On the tables in front of them, students were each given a piece of cardboard (Patrick used canvas-boards in his demonstration, but in the spirit of recycling/being cheap and lazy, we used whatever we could find in the back) with their names written on the back.
They watched as I demonstrated the procedure on my own piece of cardboard. First, I decided that I wanted to make the color green. My students helped me decided that the best way to do this was to mix yellow and blue, and since I wanted to tint it (new vocab! Yay!) to make it a lighter shade of green, they also told me to add white. I poured the tempura paint straight from the jug on to the cardboard, in three separate blobs that started to gravitate together.
I told my students we would be painting without brushes. “What? How is that possible?” you might ask, as they did.
I covered my cardboard with a sheet of Saran wrap, smushing the blobs of colored paint together and spreading it out slightly on the brown board. I taped the cellophane down to the back, leaving the paint completely sealed in. Slowly, I moved my fingers over the top of the wrap, massaging the different colors in to one another with a variety of motions and strokes. Students watched as the colors mixed together in spirals and swirls, creating both delicate gradients and distinct lines on the same plane.
Students were then aloud to choose which colors they would like to use in their own marbled paintings. Using their new knowledge of color theory, they selected from the primary colors with a goal secondary color in mind, as well as adding black or white to tint or tone the image to their liking.
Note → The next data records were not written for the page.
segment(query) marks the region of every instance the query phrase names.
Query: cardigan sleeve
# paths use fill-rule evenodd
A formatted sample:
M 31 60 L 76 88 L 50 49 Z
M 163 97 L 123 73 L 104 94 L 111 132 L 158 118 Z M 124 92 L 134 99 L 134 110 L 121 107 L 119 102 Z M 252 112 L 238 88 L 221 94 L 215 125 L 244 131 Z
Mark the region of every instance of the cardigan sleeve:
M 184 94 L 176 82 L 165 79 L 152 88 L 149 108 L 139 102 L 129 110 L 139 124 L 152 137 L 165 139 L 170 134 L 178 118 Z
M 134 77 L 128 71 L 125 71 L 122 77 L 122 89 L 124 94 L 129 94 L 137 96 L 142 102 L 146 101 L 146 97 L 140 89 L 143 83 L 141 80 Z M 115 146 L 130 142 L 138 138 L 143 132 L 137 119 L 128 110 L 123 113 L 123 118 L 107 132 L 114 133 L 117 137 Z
Then came they fun part – after the paint was added to their boards, a layer of plastic was taped over. Many students were at first hesitant to touch the strange canvases, as it did look as you would be touching the paint directly. However, after a few precautionary pokes, they began to experiment with the movements of their fingertips, the different motions and pressures they could use to manipulate the paint, and the vibrancy in which they were able to mix their colors together.
For students with different levels of vision, this activity allowed them to experience mixing paint in a new, more physical way. The sensory interaction provides higher levels of engagement for those who need different modes of experiencing the creative process. The colors and final product were a secondary notion, the important aspects of the learning activity lie in the experimentation of movements and the experience of engaging the sense of touch to explore physical interactions with materials.